In D.H. Lawrence's St. Mawr, St. Mawr is a horse ("The man repeated [his name], with a slight Welsh twist"), Lou Witt is Louise (from Louisiana)—and there's also, in this novella, a Lewis—is Lady Carrington, and her husband Rico is Sir Henry. Everyone has names, and many of them, and they are all of those names at once, but only one at a time. It is wordplay, nameplay. Thus:
"Isn't Fred flirting perfectly outrageously with Lady Carrington!--She looks so sweet!" cried Flora, over her coffee-cup. "Don't you mind, Harry!"
They called Rico 'Harry'! His boy-name.
"Only a very little," said Harry. "L'uomo è cacciatore."
"Oh, now, what does that mean?" cried Flora, who always thrilled to Rico's bits of affectation.

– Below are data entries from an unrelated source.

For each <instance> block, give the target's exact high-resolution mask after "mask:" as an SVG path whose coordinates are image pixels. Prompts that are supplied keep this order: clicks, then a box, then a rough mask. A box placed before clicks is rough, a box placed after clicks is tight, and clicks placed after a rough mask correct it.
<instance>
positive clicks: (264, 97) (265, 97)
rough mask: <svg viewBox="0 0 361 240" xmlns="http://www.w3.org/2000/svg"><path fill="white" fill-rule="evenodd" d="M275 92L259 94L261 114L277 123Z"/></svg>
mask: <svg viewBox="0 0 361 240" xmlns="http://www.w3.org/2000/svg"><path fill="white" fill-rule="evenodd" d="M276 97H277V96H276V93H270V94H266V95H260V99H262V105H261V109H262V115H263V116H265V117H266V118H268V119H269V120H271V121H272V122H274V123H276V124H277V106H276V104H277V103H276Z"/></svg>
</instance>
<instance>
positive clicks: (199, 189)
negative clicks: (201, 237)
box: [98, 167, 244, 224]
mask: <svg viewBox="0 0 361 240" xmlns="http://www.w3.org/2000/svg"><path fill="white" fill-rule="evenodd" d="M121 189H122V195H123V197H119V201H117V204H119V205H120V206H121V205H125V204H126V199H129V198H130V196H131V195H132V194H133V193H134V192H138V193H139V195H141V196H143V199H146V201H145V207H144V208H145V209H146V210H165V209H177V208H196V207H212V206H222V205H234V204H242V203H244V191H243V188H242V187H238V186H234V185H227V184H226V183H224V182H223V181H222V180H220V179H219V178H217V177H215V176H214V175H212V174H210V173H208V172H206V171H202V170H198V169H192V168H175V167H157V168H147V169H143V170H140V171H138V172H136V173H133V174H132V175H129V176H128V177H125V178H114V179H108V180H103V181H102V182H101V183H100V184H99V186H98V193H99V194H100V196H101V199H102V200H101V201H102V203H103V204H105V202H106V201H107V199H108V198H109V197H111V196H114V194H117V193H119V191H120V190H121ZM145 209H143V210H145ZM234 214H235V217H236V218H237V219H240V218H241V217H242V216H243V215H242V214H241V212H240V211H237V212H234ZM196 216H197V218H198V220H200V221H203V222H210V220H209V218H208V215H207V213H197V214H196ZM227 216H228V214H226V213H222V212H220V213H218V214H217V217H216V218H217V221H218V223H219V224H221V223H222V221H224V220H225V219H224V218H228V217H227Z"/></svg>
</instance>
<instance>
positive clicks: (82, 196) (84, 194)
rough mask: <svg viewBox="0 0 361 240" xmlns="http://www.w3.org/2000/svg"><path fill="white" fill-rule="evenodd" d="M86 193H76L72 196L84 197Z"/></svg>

"It means," said Mrs. Witt, leaning forward and speaking in her most suave voice, "that man is a hunter."
Even Flora shrank under the smooth acid of the irony. "Oh, well now!" she cried. "If he is, then what is woman?"
"The hunted," said Mrs. Witt, in a still smoother acid. "At least," said Rico, "she is always game!"
"Ah, is she though!" came Fred's manly, well-bred tones. "I'm not so sure."
Mrs. Witt looked from one man to the other, as if she were dropping them down the bottomless pit.